Troubleshooting High Availability DHCP Failover¶
There are several potential scenarios that can cause problems with DHCP service for a high availability cluster. This document contains items to check as well as potentially problematic scenarios and workarounds.
Time Not Synchronized¶
The system time on both cluster nodes must be within 90 seconds of each other. Otherwise the time difference is too large and the DHCP daemon processes will not communicate.
Interface Order Mismatch¶
The interfaces must be assigned identically on both nodes, for example: wan=WAN,
lan=LAN, opt1=Sync, opt2=DMZ. Check the config.xml
contents directly to
ensure a match. If the interface are not assigned in the same order, the
automatically generated failover pool names will not match, which prevents DHCP
failover from working.
Pool Status¶
Look at the pool status section at Status > DHCP leases. All defined pools (often 1 per interface) are listed at the top of that page.
If any of the pools are in a state other than “normal”, then debug the problem further. The solution is most likely found in one of the other items in this document.
If the pool status on both nodes is “normal” for a given interface, then issues with clients obtaining leases on that interface is not likely a problem in the DHCP configuration or failover, but elsewhere. For example, an L2 or switch problem, client problem, etc.
Incorrect Failover Peer Address¶
Each interface tab in the DHCP server options has a separate field for the Failover Peer IP address. This field must be filled in for each interface participating in DHCP with HA. The address in this field must be the actual interface IP address on the peer corresponding to the chosen tab – not a CARP VIP, other shared address, or an address from an unrelated interface (e.g. The SYNC interface).
When XMLRPC synchronization is enabled the primary node will adjust this automatically when copying settings to the secondary node, filling in its own IP address for the interface.
Failover Peer Unreachable¶
If one failover peer cannot contact the other peer when it starts up, it will stop itself from handing out leases intentionally. It does this as a fail safe to prevent itself from handing out conflicting lease data.
This can happen if, for example, both nodes suffer a power loss and only one recovers. Another common scenario is if one node suffers a hardware failure and the working node must be rebooted before the failed node can be repaired.
Correcting this can be tricky. The simplest way to correct it is to bring the other peer online if possible. If that is not possible, then the only way may be to remove the failover peer IP addresses from each DHCP interface configuration so the node no longer believes it should be part of a failover pool. When the other node recovers, the configuration can be put back in place.
Firewall Rules¶
For two DHCP peers to exchange failover data, they must be able to reach each other on an interface. There are typically automatic firewall rules which handle this, but there have been issues in the past where these automatic rules did not cover every possible scenario.

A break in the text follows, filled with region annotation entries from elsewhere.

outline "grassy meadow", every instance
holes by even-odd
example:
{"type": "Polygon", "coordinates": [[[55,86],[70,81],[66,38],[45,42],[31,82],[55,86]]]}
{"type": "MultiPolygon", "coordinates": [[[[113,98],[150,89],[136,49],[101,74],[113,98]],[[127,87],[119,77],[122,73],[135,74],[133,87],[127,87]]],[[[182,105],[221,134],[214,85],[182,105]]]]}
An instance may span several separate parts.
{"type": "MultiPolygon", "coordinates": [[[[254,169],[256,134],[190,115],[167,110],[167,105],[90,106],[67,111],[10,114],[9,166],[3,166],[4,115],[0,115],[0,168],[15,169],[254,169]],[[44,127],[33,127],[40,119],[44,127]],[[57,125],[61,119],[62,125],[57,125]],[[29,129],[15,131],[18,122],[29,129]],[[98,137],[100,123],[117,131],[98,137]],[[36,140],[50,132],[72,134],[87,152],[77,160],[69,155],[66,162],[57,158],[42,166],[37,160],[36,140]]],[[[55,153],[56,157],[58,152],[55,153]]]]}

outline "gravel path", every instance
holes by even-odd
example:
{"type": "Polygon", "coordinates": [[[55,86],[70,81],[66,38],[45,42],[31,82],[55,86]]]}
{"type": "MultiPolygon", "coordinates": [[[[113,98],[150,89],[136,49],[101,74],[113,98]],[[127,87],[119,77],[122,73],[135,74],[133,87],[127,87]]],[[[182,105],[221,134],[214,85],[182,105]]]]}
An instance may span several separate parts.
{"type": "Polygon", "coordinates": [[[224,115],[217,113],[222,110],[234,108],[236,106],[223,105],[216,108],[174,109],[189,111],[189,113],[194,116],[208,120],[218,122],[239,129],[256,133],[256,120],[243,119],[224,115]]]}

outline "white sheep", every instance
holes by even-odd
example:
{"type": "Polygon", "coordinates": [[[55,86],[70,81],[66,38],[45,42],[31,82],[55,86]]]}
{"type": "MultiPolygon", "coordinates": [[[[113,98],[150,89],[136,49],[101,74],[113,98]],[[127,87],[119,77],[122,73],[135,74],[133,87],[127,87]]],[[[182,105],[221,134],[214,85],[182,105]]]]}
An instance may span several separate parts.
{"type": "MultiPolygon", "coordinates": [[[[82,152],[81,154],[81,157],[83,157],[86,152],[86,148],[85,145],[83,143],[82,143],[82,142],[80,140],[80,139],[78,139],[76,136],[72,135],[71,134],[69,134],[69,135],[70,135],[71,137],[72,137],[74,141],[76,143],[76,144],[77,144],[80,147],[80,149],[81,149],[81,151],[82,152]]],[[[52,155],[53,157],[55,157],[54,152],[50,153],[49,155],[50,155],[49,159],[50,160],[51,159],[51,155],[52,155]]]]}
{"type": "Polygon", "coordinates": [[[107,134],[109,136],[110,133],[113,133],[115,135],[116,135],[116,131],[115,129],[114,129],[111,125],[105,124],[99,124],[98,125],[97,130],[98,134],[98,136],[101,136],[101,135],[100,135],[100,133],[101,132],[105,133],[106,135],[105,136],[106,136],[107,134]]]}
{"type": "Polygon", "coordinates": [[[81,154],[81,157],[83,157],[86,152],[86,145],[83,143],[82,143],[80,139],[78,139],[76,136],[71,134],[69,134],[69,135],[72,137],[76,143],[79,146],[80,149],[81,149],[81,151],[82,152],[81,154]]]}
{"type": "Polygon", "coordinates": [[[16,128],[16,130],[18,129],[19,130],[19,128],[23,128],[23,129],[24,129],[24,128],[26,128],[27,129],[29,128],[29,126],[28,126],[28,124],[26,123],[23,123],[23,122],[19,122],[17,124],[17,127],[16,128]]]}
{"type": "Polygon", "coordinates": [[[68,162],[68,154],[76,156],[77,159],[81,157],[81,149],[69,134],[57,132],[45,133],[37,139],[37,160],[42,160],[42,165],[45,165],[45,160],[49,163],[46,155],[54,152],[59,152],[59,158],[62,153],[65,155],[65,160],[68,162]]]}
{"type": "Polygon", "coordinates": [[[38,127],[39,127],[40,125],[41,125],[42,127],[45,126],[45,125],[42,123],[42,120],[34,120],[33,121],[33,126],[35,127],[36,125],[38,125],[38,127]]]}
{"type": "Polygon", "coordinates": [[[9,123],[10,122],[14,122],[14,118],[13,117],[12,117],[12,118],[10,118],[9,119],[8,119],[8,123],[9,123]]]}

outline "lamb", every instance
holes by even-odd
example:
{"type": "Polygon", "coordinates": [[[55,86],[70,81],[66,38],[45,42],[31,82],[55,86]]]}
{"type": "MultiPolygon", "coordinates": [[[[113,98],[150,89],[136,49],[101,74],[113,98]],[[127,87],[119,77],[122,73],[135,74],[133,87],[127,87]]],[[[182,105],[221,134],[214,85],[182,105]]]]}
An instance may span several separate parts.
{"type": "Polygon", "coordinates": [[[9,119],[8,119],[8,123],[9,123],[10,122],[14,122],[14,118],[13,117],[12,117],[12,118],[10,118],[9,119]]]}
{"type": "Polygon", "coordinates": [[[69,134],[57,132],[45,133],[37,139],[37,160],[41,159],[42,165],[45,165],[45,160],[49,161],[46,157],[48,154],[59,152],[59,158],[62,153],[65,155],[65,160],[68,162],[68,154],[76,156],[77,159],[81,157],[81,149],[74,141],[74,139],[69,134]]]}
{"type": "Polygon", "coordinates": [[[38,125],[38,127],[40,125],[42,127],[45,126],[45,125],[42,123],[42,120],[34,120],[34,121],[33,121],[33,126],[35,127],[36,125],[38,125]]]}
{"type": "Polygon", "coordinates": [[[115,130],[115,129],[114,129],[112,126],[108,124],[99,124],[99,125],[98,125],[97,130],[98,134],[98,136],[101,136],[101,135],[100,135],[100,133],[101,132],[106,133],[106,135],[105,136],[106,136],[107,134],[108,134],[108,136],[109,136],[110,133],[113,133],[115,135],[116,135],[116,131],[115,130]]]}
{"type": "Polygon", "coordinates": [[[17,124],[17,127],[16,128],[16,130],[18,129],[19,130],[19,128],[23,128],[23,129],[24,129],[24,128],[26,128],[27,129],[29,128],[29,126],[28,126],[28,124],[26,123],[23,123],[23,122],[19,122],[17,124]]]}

If the firewall log shows this traffic being blocked, then it may be necessary to add manual rules to pass the traffic. Ensure the two nodes are allowed to communicate on every relevant interface. The primary node must be allowed to receive traffic on TCP port 519 from the secondary node and the secondary node must be allowed to receive traffic on TCP port 520 from the primary node.
Restart DHCP Daemons¶
Stop and restart the DHCP daemon from Status > Services on both nodes and check the status after a few moments. This may correct the issue or at least provide better detail in the logs during the startup procedure for the daemons.
Check CARP VIP Configuration¶
Check the CARP VIP configuration for VIPs on interfaces used for DHCP failover.
The primary node must have an Advertising Frequency Skew value below
20
, the secondary node must have an Advertising Frequency Skew value
above 20
.
Mismatched Versions¶
Both nodes must be running the same version of pfSense® software. Update both nodes to the newest available stable release if they do not match. Older versions may have problems with various aspects of DHCP failover that have already been corrected.
Reset Lease Database¶
If the two nodes cannot agree on the pool status, it may be due to the contents of the lease databases. This can sometimes happen when first setting up failover or after reinstalling an HA node without backing up and restoring its DHCP lease database.
If all else fails, perform the following:
Stop the DHCP daemon on both nodes
Remove the DHCP lease database files from
/var/dhcpd/var/db/dhcpd.leases*
on both nodesStart the DHCP daemon on both nodes
It’s important to perform each step on both nodes individually and not do the whole procedure at once on each node; the important part is that they both start at the same time with a new empty lease database.
Inconsistent Client Hostnames¶
The DHCP servers on each node in a failover configuration work in coordination with one another. Each server will handle a portion of the total pool and relay lease information to the failover peer.
The lease information the nodes exchange, however, does not include client hostnames. This means that features which rely on DHCP hostnames, such as DNS resolution of DHCP client hostnames, will not work consistently when using DHCP failover.
This is a limitation of the ISC DHCP daemon and not something that can be changed or corrected in pfSense software.
Currently the most viable workaround is to define static DHCP mappings for each host that must be resolved via DNS.